Formes : Ronde, semi-ronde, ovale, poire, baroque, bouton, cerclée.

La perle noire ou perle de Tahiti naît dans une huître semblable à la Southsea (Ø 25-35 cm) mais légèrement plus petite (Ø 12-15 cm), la Pinctada Margaritifera ou huître aux lèvres noires (bords des valves de l’huître très foncés). Comme pour les perles blanches SSP, un seul noyau de nacre est greffé dans huître. Les perles de Tahiti se caractérisent par la multitude de leurs tonalités et nuances de couleurs. Leur production a connu un essor considérable durant ces quinze dernières années ce qui a eu comme conséquence une chute de leur prix (surproduction). Les producteurs ont compris récemment qu’il fallait réglementer la production afin de stabiliser les prix. La perle de Tahiti est néanmoins un classique de la joaillerie et son coût reste abordable.

Perles de culture – Akoya

Huître : Pinctada fucata martensii. Pays de production : Japon, Corée, Vietnam et Chine. Couleurs : Dès leur récolte, les perles sont généralement de couleur crème, jaune ou verte avec peu de luminosité. L’homme va donc intervenir et grâce à un procédé de nettoyage (traitement) qui va éliminer les impuretés organiques qui se sont déposées entre les couches de nacre (ce qui empêche la réfraction de la lumière),

ainsi qu’un traitement d’homogénéité des couleurs, la perle Akoya aura des reflets plus en phase avec la demande du marché. Dimensions : de Ø 2 à Ø 10 mm (huître plus petite Ø 7-8 cm) Formes : Ronde, semi-ronde, ovale, poire, baroque. Jusqu’au début des années 90 (1990) les perles Akoya étaient principalement produites au Japon. Depuis vingt ans, les Chinois se sont mis à produire également des perles Akoya à grande échelle. Ce facteur combiné à une vaste pollution des eaux de la Mer du Japon a mis en crise l’industrie perlière japonaise. Les perles Akoya sont à l’origine de la production à grande échelle et les seules à avoir été cultivée par l’homme durant presque un siècle. Contrairement aux huîtres des Mers du sud, l’on peut greffer jusqu’à quatre noyaux; par contre une fois la récolte effectuée, les huîtres ne sont plus réutilisées contrairement aux Pinctada Maxima et Margaritifera que l’on peut utiliser jusqu’à trois fois. La couche de nacre déposée par l’huître Akoya autour du noyau n’est pas très épaisse car l’huître, une fois opérée reste à l’eau moins longtemps (max. un an et demi).

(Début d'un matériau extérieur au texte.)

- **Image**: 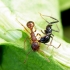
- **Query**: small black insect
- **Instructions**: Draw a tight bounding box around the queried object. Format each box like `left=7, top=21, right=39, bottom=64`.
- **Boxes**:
left=38, top=13, right=61, bottom=48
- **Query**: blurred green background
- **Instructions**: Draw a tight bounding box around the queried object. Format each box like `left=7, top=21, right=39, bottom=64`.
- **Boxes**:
left=61, top=7, right=70, bottom=42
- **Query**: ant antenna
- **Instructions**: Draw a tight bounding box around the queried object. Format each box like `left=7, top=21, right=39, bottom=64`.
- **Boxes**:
left=39, top=13, right=49, bottom=23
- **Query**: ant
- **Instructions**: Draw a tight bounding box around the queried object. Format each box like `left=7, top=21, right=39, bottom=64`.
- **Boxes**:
left=17, top=20, right=49, bottom=63
left=38, top=13, right=61, bottom=48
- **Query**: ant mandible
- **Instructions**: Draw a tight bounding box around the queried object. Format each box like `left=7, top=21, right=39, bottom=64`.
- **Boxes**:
left=38, top=13, right=61, bottom=48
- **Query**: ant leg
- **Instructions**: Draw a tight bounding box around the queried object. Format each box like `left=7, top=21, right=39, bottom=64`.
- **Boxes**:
left=38, top=49, right=50, bottom=62
left=41, top=30, right=45, bottom=34
left=52, top=24, right=60, bottom=32
left=50, top=36, right=61, bottom=49
left=24, top=50, right=32, bottom=63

Perles de culture – Eau douce (Freshwater pearls)

Huître : Hyriopsis schlegeli Pays de production : Dès 1924, Japon (Lac Biwa), puis dès 1963 (Lac Kasumigaura). Dès1961, la Chine commence la production et aujourd’hui est le premier producteur mondial. Couleurs : blanche, bleu foncé, marron avec nuances champagne, crème, rose, saumon, lilas, mauve. Dimensions : de Ø 1 à Ø 8 mm (greffe sans noyau) puis dès 9 mm un noyau est greffé. Une perle peu alors atteindre 12-13 mm voir plus. Formes : De part la méthode de greffe qui consiste à introduire plusieurs morceaux de manteau (chair d’une huître sacrifiée) à l’intérieur du mollusque, les perles peuvent prendre la forme de croix, stick, pétale, potatoes. Mais les plus communes sont rondes, ovale, poire ou baroque. Une huître d’eau douce peu produire jusqu’à 60 perles. L’huître a une forme symétrique ovale est peu atteindre 30 cm de long et 20 cm de large. Les coûts de production sont de loin inférieurs à ceux des Mers du sud ou des Akoya. En effet, les fermes perlières sont la plupart du temps basées le long des fleuves, des lacs, des étangs et même des canaux d’irrigation. Ce sont les perles les moins chers du marché mais qui néanmoins offrent des couleurs magnifiques et la particularité d’être pour la plupart sans noyaux.